Question: On the Amendment (Cornyn Amdt. No. 2934 )
Vote Number: 344 Vote Date: September 20, 2007, 12:36 PM
Required For Majority: 3/5 Vote Result: Amendment Agreed to
Amendment Number: S.Amdt. 2934 to S.Amdt. 2011 to H.R. 1585 (National Defense Authorization Act for Fiscal Year 2008)
Statement of Purpose: To express the sense of the Senate that General David H. Petraeus, Commanding General, Multi-National Force-Iraq, deserves the full support of the Senate and strongly condemn personal attacks on the honor and integrity of General Petraeus and all members of the United States Armed Forces.
Republicans escalated a rhetorical war with Democrats over political advertising on Thursday, as the Senate voted 72 to 25 to condemn an attack on the U.S. commander in Iraq by the liberal activist group MoveOn.org.
President Bush entered the fray for the first time, describing a newspaper ad sponsored by MoveOn.org — which ridiculed Army Gen. David H. Petraeus as “General Betray Us” — as “disgusting.”
“The ad was, by any standard, abhorrent,” Senate Minority Leader Mitch McConnell (R-Ky.) said before Thursday’s vote. “It accused a four-star general who has the trust and respect of 160,000 men and women in Iraq of betraying that mission and those troops, of lying to them and to us. Who would have ever expected anybody to go after a general in the field at a time of war, launch a smear campaign against a man we’ve entrusted with our mission in Iraq?”
When should we go after a general? When he is home clipping his toenails during peacetime? If Chimpy is too chickenshit to answer questions about the war himself, and if asswipe Secretary of Defense Robert Gates hides behind a general instead of testifying himself, then don’t bitch about for your little puppet Petraeus being criticized.
Sponsored by Sen. John Cornyn (R-Texas), the amendment to the defense authorization bill condemned “personal attacks on the honor and integrity of Gen. Petraeus and all members of the United States armed forces.”
The amendment split Democrats — 22 voted for it, including California’s Dianne Feinstein, and 24 against, including California’s Barbara Boxer. It also split the chamber’s two independents, with Joe Lieberman of Connecticut in favor and Bernie Sanders of Vermont opposed.
Sen. Barack Obama (D-Ill.), a Democratic presidential candidate, did not vote in protest of what he described as a “stunt designed only to score cheap political points.”
“It’s precisely this kind of political game-playing that makes most Americans cynical about Washington’s ability to solve America’s problems,” he said in a statement. “By not casting a vote, I registered my protest against this empty politics.”

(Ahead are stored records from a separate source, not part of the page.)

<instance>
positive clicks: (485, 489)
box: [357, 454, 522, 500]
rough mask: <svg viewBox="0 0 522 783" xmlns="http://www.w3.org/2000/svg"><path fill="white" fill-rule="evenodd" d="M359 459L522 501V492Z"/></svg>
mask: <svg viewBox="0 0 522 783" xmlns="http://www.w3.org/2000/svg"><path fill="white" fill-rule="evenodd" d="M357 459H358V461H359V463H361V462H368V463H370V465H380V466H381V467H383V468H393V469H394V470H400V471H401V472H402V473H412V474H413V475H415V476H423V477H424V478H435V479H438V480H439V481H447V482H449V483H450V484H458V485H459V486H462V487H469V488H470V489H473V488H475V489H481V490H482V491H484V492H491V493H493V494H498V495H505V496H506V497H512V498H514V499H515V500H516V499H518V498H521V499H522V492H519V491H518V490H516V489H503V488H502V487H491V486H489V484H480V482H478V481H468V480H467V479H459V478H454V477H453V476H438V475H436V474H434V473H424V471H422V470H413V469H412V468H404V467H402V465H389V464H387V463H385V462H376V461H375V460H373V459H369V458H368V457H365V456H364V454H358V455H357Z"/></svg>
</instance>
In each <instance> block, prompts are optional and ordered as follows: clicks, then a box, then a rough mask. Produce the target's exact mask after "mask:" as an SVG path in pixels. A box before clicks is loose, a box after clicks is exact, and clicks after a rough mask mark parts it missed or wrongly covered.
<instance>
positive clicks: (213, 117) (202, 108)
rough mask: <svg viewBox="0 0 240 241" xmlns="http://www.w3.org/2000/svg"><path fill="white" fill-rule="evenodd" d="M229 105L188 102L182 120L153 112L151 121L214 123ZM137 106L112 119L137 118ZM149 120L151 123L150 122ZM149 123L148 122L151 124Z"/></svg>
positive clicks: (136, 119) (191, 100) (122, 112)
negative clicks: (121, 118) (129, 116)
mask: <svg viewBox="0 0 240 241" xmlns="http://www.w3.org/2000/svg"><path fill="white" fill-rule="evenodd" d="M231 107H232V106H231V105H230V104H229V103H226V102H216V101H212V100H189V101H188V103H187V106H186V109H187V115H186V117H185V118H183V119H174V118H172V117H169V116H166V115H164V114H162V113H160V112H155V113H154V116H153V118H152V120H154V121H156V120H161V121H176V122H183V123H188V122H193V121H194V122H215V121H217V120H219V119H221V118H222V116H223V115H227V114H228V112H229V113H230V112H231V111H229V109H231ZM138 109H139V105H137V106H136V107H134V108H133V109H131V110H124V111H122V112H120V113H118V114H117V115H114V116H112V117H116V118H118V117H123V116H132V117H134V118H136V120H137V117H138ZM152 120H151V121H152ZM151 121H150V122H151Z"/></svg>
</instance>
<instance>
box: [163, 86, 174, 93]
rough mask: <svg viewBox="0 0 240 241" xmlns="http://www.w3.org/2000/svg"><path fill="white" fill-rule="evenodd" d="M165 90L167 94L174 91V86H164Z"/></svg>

Nope, sorry Barack. You want to register a protest? Then vote against an assault on the First Amendment’s guarantee of free speech. You are an attorney. Open up your mouth and tell the fucking Democrats who voted for this bullshit that they cast a vote against the Constitution. Go on the record. I see you hiding behind the house!
The remaining Democratic presidential candidates, Sens. Hillary Rodham Clinton of New York and Christopher J. Dodd of Connecticut, voted against the amendment. The two Republican senators running for president — Sam Brownback of Kansas and John McCain of Arizona — voted for it.
On a personal note: When I saw that my senator, Bill Nelson (D-INNAMEONLY), had voted for this disgusting censure, I immediately called his office and inquired whether he will be voting against free speech in the future. At first, I was told that the guy I was speaking to didn’t have any information about the vote. I told him that I thought we could assume that C-Span was telling the truth. Suddenly, he received an email from DC saying that Nelson voted for it, because it is not a good thing to criticize someone who served honorably in the service. I asked when Nelson or anyone else introduced similar bills when John Kerry and Max Cleland were being smeared. In repsonse, I was asked to lower my voice. I informed the asswipe that, as an American citizen and a constituent of Nelson, I had every right to voice my opinion as vociferously as I wished. I told him that I had to do so before I was censured and had my right to free speech taken away from me completely. There was no response other than the usual, “Is there anything else?” I hung up the phone.
A short explanation and a big thank you: So sorry if this story is a little stale. It seems that the tubes to the internets were clogged, and I was unable to get online to post this. Thanks to everyone who continued to check in. I will post a non-political diary in a few hours to–let’s say, cleanse the palate a bit. Of course, the palate cleanser might have a bit of mold on it after sitting in the hopper for the few days I was offline. Thanks again to everyone who didn’t desert the Raisin over the last few days.